In [1]:
#basic_sigmoid
import math
def basic_sigmoid(x):
    """
    Compute sigmoid of x.
    
    Arguments:
    x -- A scaler
    
    Return:
    s -- sigmoid(x)
    
    """
    s = 1/(1 + math.exp(-x))
    
    return s

In [2]:
basic_sigmoid(3)

0.9525741268224334

In [3]:
#importing numpy
import numpy as np

#example of np.exp
x = np.array([1,2,3])
print(np.exp(x))

[ 2.71828183  7.3890561  20.08553692]


In [4]:
#example of vector operation
x = np.array([1,2,3])
print(x+3)

[4 5 6]


### Implement the sigmoid function using numpy.

In [5]:
def sigmoid(x):
    """
    Compute the sigmoid of x
    
    Arguments:
    x -- A scalar or numpy array of any size
    
    Return:
    s -- sigmoid(x)
    """
    s = 1/(1 + np.exp(-x))
    
    return s

In [6]:
x = np.array([1,2,3])
sigmoid(x)

array([0.73105858, 0.88079708, 0.95257413])

## 1.2 - Sigmoid gradient

As you've seen in lecture, you will need to compute gradients to optimize loss functions using backpropagation. Let's code your first gradient function.

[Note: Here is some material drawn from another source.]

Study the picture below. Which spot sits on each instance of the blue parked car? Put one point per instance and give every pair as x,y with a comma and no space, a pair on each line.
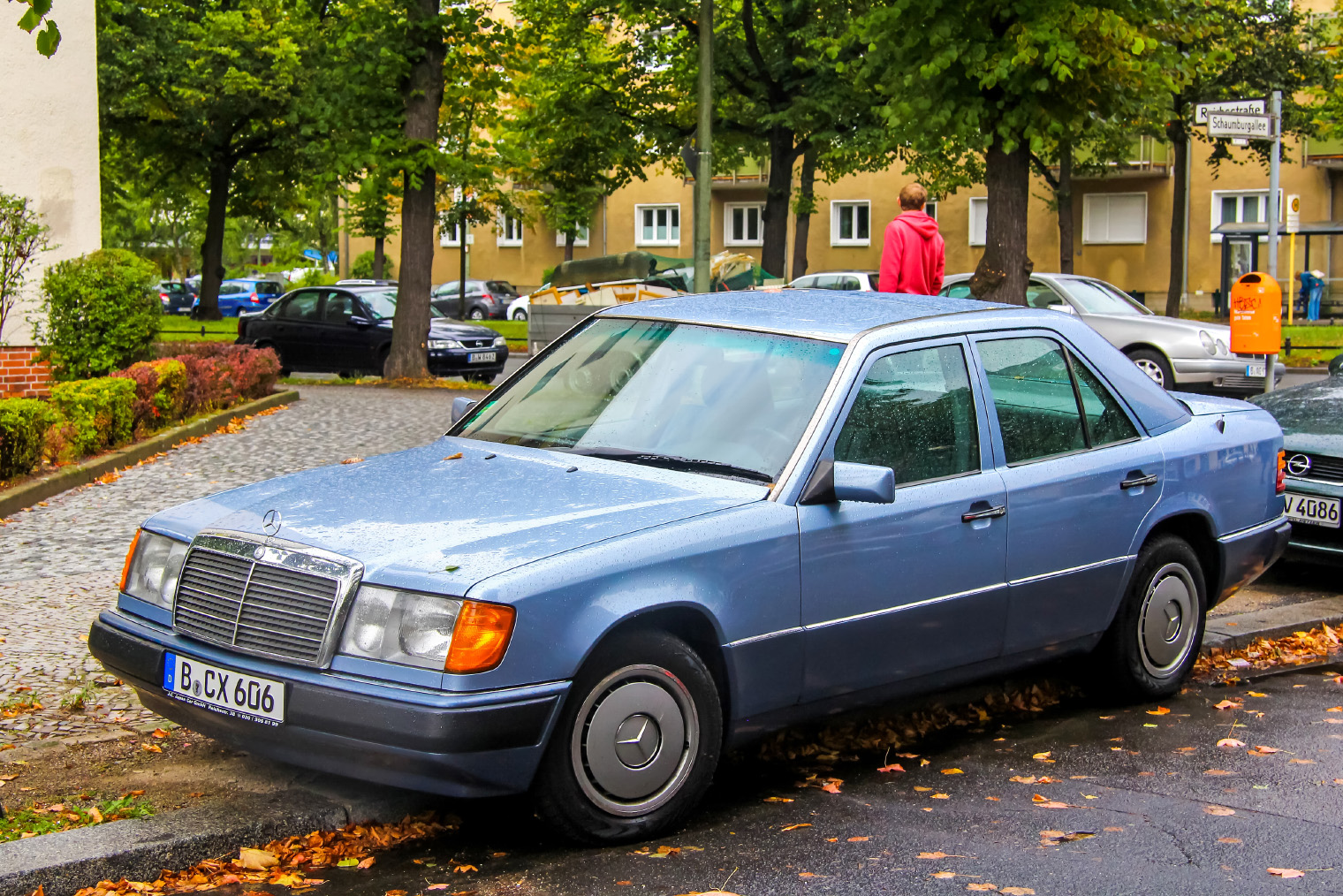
237,296
691,521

Exercise: Implement the function sigmoid_grad() to compute the gradient of the sigmoid function with respect to its input x. The formula is: $$sigmoid_derivative(x) = \sigma'(x) = \sigma(x) (1 - \sigma(x))\tag{2}$$ You often code this function in two steps:

    Set s to be the sigmoid of x. You might find your sigmoid(x) function useful.
    Compute $\sigma'(x) = s(1-s)$


In [7]:
def sigmoid_derivative(x):
        """
    Compute the gradient (also called the slope or derivative) of the sigmoid function with respect to its input x.
    You can store the output of the sigmoid function into variables and then use it to calculate the gradient.
    
    Arguments:
    x -- A scalar or numpy array

    Return:
    ds -- Your computed gradient.
    """
        s = 1/(1+np.exp(-x))
        ds = s * (1 - s)
    
        return ds

In [8]:
x = np.array([1,2,3])
sigmoid_derivative(x)

array([0.19661193, 0.10499359, 0.04517666])

## 1.3 - Reshaping arrays

Two common numpy functions used in deep learning are np.shape and np.reshape().

    X.shape is used to get the shape (dimension) of a matrix/vector X.
    X.reshape(...) is used to reshape X into some other dimension.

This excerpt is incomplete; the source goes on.